Wed, Apr 28 5:00 PM - 6:00 PM

Address (map)

Online

A Book Talk hosted by the Kavli Institute for Theoretical Physics at UC Santa Barbara

Featuring author and UCSB History Professor Patrick McCray

Artwork as opposed to experiment? Scientist versus artist? We often see two different cultural realms separated by impervious walls. But some fifty years ago, the borders between technology and art began to be breached. In this talk, W. Patrick McCray shows how artists eagerly collaborated with engineers and scientists to explore new technologies and create visually and sonically compelling multimedia works.
This art emerged from corporate laboratories, artists’ studios, publishing houses, art galleries, and university campuses. Many of the biggest stars of the art world—Robert Rauschenberg, Yvonne Rainer, Andy Warhol, Carolee Schneemann, and John Cage—participated, but the technologists who contributed essential expertise and aesthetic input often went unrecognized.
Coming from diverse personal backgrounds, this roster of engineers and scientists includes Frank J. Malina, the American rocket-pioneer turned kinetic artist who launched the art-science journal Leonardo, Swedish-born engineer Billy Klüver, who established the group Experiments in Art and Technology (E.A.T), and physicist Elsa Garmire who made laser art. Today, we are in the midst of a new surge of corporate and academic promotion of projects and programs combining art, technology, and science. Making Art Work reveals how artists and technologists have continually constructed new communities in which they exercise imagination, display creative expertise, and pursue commercial innovation.

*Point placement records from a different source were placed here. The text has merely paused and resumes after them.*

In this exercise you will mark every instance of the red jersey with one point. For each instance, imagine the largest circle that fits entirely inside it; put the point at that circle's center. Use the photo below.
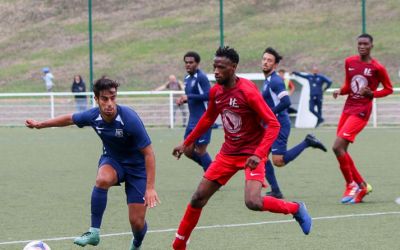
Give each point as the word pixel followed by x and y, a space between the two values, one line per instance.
pixel 360 74
pixel 250 126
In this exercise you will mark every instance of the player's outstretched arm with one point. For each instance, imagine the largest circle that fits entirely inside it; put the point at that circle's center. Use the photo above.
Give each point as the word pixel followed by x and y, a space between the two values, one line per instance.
pixel 150 197
pixel 59 121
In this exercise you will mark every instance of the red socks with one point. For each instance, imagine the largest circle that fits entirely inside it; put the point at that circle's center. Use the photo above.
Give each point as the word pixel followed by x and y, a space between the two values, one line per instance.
pixel 275 205
pixel 188 223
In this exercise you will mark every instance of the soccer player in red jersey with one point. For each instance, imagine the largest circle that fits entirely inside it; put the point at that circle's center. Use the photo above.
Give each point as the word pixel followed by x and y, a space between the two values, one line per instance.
pixel 363 75
pixel 250 129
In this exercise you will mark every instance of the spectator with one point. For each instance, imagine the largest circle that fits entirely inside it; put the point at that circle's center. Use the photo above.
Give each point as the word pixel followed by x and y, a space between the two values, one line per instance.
pixel 78 86
pixel 48 79
pixel 174 84
pixel 316 82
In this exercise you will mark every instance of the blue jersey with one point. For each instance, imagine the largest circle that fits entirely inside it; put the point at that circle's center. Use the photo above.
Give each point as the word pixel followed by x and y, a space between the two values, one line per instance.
pixel 274 89
pixel 122 138
pixel 316 82
pixel 197 88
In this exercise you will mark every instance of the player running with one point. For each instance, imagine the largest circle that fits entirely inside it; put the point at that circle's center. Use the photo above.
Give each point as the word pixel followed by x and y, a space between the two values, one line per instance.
pixel 127 157
pixel 197 88
pixel 363 75
pixel 246 146
pixel 276 96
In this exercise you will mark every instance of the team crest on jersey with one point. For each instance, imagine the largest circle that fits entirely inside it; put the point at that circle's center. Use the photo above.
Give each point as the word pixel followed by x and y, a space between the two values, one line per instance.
pixel 357 83
pixel 231 121
pixel 119 133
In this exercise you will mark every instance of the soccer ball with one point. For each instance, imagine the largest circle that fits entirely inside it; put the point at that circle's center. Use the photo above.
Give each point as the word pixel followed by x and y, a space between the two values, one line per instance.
pixel 37 245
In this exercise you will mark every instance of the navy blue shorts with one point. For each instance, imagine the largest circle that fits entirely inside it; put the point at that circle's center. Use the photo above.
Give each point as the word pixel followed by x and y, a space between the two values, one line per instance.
pixel 203 139
pixel 135 186
pixel 279 147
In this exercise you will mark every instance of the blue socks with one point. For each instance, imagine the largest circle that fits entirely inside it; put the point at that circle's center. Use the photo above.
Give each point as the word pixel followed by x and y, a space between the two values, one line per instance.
pixel 294 152
pixel 270 176
pixel 203 160
pixel 139 236
pixel 98 205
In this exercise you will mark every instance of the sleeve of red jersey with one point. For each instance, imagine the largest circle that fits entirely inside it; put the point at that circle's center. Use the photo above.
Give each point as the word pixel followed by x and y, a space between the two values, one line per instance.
pixel 387 85
pixel 345 89
pixel 206 120
pixel 257 103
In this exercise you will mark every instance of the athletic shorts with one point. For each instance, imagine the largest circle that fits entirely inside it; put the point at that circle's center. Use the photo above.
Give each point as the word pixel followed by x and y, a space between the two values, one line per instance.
pixel 279 147
pixel 225 166
pixel 350 126
pixel 135 186
pixel 203 139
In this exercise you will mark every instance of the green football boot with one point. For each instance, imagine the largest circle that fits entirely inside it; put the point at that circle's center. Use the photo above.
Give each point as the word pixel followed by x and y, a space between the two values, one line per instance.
pixel 92 237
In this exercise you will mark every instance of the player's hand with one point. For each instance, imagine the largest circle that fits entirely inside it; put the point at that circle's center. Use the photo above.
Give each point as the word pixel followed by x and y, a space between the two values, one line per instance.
pixel 178 151
pixel 151 198
pixel 32 124
pixel 252 162
pixel 336 93
pixel 367 92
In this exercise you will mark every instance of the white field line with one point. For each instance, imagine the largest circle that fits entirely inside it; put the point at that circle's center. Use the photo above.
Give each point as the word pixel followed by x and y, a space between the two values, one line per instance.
pixel 216 226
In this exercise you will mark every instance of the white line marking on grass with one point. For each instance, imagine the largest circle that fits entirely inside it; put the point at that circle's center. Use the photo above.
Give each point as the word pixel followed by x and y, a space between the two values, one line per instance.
pixel 216 226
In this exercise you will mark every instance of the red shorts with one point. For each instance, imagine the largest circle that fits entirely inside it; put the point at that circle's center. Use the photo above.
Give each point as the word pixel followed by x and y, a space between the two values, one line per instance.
pixel 349 126
pixel 225 166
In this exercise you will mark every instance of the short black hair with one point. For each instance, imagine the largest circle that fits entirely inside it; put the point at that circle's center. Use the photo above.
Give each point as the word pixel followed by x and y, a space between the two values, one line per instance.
pixel 193 54
pixel 275 53
pixel 366 35
pixel 229 53
pixel 104 83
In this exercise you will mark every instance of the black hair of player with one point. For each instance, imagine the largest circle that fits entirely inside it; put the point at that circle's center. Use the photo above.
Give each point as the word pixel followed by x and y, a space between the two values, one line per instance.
pixel 229 53
pixel 104 83
pixel 275 53
pixel 365 35
pixel 193 54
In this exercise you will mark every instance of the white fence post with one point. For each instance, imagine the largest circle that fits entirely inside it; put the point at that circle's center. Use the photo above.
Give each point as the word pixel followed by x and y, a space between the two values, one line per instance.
pixel 374 114
pixel 171 109
pixel 51 105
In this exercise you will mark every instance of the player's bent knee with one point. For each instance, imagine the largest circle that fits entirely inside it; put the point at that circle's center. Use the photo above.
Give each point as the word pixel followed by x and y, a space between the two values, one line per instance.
pixel 254 204
pixel 198 200
pixel 137 223
pixel 104 183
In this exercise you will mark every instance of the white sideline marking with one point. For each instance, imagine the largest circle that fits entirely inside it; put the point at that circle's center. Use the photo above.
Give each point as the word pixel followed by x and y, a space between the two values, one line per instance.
pixel 215 226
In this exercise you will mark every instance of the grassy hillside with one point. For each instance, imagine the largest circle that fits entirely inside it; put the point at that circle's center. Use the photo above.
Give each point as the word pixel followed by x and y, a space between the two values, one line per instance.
pixel 141 42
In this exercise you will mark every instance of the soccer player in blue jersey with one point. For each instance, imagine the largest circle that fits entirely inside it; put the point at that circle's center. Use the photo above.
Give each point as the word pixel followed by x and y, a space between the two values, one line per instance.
pixel 197 88
pixel 316 82
pixel 276 96
pixel 127 157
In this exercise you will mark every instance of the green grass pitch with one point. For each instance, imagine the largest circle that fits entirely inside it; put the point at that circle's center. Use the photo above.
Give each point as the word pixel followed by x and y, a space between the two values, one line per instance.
pixel 46 179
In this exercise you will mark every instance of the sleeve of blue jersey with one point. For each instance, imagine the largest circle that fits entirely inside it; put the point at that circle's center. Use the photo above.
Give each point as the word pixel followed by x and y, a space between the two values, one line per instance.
pixel 82 119
pixel 205 87
pixel 135 127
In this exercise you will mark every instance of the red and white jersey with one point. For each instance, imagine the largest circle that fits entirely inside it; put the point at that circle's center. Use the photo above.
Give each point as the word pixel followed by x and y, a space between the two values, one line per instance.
pixel 250 126
pixel 360 74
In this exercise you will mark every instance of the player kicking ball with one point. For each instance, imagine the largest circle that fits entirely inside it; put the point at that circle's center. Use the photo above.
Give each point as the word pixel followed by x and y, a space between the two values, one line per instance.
pixel 127 157
pixel 247 142
pixel 363 76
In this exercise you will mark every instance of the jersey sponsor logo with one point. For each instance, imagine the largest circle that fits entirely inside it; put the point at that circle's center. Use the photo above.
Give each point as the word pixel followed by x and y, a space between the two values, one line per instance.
pixel 119 133
pixel 231 121
pixel 98 129
pixel 357 83
pixel 367 72
pixel 233 103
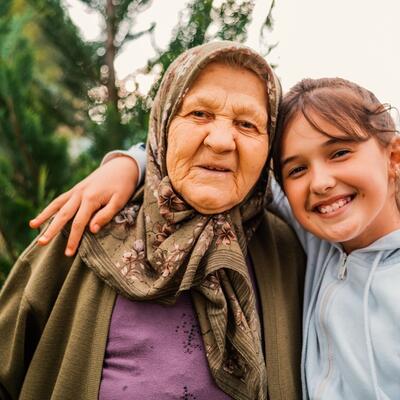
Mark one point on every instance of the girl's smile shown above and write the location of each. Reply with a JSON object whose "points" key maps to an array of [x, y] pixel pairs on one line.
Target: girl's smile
{"points": [[329, 188]]}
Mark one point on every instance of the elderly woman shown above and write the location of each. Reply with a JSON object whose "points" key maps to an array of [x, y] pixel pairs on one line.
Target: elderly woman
{"points": [[163, 302]]}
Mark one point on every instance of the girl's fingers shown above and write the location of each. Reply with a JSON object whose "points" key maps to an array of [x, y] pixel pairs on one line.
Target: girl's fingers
{"points": [[64, 214], [82, 217], [105, 215], [50, 210]]}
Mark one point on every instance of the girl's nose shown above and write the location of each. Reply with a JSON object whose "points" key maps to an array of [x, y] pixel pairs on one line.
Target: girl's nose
{"points": [[322, 181], [221, 136]]}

Copies of Making Art Work can be purchased here.

ABOUT THE SPEAKER

PATRICK McCRAY is a professor in the History Department at the University of California, Santa Barbara where he researches, writes, and teaches about the histories of technology and science.

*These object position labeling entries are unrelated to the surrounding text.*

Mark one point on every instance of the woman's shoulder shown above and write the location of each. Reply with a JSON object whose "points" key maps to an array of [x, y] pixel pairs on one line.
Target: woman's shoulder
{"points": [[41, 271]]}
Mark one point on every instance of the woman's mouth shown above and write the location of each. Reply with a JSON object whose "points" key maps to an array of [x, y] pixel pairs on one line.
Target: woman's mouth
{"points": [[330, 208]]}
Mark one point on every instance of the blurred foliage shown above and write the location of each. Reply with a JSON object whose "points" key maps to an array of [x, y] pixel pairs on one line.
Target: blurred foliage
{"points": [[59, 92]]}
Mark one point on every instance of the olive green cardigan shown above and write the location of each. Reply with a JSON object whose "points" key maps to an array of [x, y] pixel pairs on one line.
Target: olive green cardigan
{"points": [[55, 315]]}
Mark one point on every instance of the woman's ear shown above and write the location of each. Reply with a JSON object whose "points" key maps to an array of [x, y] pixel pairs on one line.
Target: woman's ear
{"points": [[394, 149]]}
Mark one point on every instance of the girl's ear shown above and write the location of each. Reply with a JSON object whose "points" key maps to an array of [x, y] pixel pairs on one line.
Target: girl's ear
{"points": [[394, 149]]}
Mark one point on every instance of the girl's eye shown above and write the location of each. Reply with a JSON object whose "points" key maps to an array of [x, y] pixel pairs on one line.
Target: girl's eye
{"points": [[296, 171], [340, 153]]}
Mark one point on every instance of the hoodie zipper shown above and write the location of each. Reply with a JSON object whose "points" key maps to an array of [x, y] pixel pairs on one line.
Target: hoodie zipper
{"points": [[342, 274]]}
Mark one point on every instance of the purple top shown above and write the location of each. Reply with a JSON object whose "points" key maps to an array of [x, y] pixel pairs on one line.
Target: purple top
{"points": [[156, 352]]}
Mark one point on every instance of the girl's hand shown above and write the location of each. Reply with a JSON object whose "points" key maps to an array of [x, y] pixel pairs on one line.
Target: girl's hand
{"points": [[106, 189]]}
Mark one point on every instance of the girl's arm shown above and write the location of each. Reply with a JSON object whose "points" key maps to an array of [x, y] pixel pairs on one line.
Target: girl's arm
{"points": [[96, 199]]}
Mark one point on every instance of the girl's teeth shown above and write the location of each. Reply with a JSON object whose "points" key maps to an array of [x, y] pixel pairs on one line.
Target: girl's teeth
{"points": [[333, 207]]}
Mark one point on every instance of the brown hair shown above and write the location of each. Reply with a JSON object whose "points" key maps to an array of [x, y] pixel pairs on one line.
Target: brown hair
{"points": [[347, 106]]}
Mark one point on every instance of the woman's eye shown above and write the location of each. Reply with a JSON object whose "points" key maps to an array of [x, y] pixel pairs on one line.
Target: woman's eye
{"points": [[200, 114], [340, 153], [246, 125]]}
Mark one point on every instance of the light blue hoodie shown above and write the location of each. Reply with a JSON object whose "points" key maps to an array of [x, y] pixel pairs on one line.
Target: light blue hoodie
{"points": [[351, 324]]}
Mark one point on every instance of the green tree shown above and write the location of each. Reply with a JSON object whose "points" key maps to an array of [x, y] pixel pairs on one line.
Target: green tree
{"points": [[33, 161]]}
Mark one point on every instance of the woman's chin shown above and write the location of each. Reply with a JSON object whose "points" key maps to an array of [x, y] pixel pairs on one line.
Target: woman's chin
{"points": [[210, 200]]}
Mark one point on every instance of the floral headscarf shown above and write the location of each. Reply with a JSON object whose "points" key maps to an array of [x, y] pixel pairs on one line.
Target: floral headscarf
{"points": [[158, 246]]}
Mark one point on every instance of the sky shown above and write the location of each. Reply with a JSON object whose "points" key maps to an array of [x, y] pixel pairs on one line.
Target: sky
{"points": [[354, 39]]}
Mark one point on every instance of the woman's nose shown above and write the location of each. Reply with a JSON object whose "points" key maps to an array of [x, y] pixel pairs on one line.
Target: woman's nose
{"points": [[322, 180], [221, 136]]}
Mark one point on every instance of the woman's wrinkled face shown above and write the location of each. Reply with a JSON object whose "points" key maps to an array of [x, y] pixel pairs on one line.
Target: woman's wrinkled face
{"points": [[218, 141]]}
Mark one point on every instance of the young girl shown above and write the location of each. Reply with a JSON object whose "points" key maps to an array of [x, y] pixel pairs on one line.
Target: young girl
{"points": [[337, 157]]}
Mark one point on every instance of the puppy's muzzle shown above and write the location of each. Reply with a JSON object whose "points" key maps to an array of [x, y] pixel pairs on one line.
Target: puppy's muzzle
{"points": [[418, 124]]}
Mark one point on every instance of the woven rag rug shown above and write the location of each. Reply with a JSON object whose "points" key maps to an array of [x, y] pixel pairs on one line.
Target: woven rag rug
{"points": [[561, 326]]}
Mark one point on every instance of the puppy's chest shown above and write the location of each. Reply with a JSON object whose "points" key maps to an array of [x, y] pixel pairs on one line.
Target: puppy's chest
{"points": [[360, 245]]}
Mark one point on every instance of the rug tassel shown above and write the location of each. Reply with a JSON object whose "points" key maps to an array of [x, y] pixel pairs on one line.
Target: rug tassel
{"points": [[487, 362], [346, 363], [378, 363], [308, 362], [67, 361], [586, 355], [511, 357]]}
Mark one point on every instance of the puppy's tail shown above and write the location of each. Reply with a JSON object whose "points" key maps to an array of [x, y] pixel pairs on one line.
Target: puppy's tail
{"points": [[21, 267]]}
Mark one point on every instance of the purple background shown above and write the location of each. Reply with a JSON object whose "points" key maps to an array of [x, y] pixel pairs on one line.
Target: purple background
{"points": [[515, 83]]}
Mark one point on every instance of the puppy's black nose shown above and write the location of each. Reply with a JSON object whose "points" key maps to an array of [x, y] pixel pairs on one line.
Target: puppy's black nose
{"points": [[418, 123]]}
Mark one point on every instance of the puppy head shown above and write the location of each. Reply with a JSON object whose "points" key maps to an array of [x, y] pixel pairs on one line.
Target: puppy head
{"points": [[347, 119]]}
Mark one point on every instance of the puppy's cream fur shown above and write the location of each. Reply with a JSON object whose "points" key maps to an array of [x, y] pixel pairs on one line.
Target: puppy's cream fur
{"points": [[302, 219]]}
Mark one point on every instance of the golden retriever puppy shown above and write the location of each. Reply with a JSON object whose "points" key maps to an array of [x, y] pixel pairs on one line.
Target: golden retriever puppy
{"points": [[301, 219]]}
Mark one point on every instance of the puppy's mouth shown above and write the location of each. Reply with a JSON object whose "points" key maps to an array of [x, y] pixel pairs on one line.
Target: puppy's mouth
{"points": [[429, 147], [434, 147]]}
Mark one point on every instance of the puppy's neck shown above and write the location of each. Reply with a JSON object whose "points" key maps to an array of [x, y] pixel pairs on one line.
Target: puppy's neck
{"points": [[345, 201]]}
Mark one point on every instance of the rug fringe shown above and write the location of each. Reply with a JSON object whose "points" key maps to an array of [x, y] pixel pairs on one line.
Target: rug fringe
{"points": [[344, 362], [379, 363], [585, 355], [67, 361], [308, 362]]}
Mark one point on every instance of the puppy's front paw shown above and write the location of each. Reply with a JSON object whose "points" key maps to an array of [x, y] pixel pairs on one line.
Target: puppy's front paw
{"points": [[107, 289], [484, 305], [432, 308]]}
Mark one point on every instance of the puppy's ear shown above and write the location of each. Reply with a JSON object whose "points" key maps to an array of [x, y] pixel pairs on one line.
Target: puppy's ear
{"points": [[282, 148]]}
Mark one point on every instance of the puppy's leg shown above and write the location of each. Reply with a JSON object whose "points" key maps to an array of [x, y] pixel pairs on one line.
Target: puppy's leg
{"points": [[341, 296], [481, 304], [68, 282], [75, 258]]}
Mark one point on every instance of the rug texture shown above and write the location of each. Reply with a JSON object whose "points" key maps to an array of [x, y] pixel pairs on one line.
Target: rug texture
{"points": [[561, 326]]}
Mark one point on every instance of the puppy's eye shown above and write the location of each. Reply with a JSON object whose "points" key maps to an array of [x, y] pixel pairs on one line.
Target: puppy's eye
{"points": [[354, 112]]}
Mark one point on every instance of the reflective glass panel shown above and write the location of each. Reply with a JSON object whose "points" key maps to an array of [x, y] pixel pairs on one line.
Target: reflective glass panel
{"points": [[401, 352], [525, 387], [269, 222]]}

Originally trained as a scientist (Ph.D., 1996, University of Arizona), McCray studied an interdisciplinary field known as “materials science and engineering” as an undergraduate.

Although his career path followed a different trajectory, his schooling gave him insights into how research communities function, which has proven useful when interviewing scientists and technologists.

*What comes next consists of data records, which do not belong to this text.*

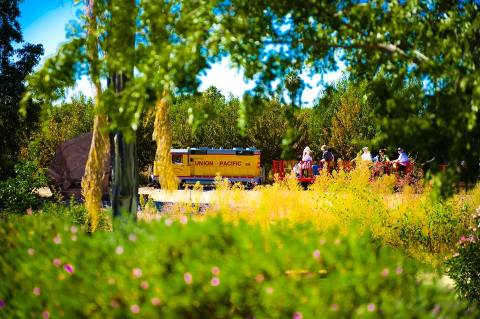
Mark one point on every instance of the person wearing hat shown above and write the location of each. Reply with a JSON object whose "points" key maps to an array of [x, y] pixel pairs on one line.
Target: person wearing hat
{"points": [[328, 159], [366, 156], [382, 156], [307, 155], [402, 161], [381, 162]]}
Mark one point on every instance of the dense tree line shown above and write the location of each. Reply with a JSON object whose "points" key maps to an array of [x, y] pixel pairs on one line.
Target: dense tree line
{"points": [[17, 60]]}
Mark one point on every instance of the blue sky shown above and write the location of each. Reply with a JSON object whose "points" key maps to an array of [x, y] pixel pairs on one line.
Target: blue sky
{"points": [[44, 21]]}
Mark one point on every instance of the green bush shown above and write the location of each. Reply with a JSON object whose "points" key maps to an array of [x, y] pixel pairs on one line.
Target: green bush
{"points": [[464, 266], [208, 268], [61, 123], [17, 193]]}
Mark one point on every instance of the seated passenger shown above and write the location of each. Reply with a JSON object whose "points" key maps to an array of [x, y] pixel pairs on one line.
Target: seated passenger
{"points": [[402, 161], [366, 156], [307, 155], [327, 157]]}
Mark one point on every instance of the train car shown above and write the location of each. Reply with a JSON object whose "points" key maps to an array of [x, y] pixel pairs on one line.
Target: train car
{"points": [[203, 165]]}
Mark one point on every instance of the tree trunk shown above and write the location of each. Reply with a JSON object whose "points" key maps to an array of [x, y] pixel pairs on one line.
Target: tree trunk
{"points": [[92, 182], [124, 184]]}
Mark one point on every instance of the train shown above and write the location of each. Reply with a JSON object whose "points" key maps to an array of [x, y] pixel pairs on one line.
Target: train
{"points": [[243, 165], [203, 165]]}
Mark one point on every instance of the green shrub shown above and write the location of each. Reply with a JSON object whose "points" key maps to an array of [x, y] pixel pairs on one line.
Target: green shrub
{"points": [[208, 268], [464, 266], [17, 193]]}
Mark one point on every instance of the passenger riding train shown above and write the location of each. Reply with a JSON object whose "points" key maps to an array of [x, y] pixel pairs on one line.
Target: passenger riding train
{"points": [[203, 165]]}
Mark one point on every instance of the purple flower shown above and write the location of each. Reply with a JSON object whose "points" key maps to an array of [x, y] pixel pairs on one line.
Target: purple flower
{"points": [[259, 278], [155, 301], [436, 310], [297, 315], [137, 272], [68, 268], [37, 291], [119, 250], [144, 285], [215, 281], [135, 308], [114, 303], [215, 270], [371, 307], [399, 270], [385, 272], [57, 239], [188, 278]]}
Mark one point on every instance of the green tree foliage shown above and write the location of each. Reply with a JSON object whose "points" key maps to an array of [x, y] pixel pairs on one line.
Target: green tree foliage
{"points": [[344, 118], [17, 60], [62, 123], [391, 44]]}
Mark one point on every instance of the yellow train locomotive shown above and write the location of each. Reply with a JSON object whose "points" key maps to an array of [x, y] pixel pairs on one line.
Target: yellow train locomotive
{"points": [[204, 164]]}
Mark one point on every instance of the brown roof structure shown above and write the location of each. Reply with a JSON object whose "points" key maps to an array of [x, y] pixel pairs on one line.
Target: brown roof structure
{"points": [[68, 167]]}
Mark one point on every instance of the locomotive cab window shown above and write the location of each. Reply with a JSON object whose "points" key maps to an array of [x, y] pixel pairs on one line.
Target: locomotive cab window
{"points": [[177, 158]]}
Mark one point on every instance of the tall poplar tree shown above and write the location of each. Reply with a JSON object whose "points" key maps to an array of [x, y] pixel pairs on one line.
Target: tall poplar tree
{"points": [[17, 60]]}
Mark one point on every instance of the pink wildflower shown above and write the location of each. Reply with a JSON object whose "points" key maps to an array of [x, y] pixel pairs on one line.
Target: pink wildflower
{"points": [[119, 250], [215, 281], [399, 270], [57, 239], [137, 272], [155, 301], [144, 285], [68, 268], [385, 272], [215, 270], [37, 291], [114, 303], [436, 310], [188, 278], [297, 315], [135, 309], [259, 278]]}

McCray has authored and edited six books. His 2013 book The Visioneers: How an Elite Group of Scientists Pursued Space Colonies, Nanotechnologies, and a Limitless Future won the Watson Davis Prize in 2014 from the History of Science Society as the “best book written for a general audience.”

In addition to several grants from the National Science Foundation, McCray has been awarded fellowships from the Max Planck Institute for the History of Science, the American Council of Learned Societies, the California Institute of Technology, and (twice) the Smithsonian Institution.

McCray is an elected Fellow of the American Association for the Advancement of Science (AAAS) and the American Physical Society (APS).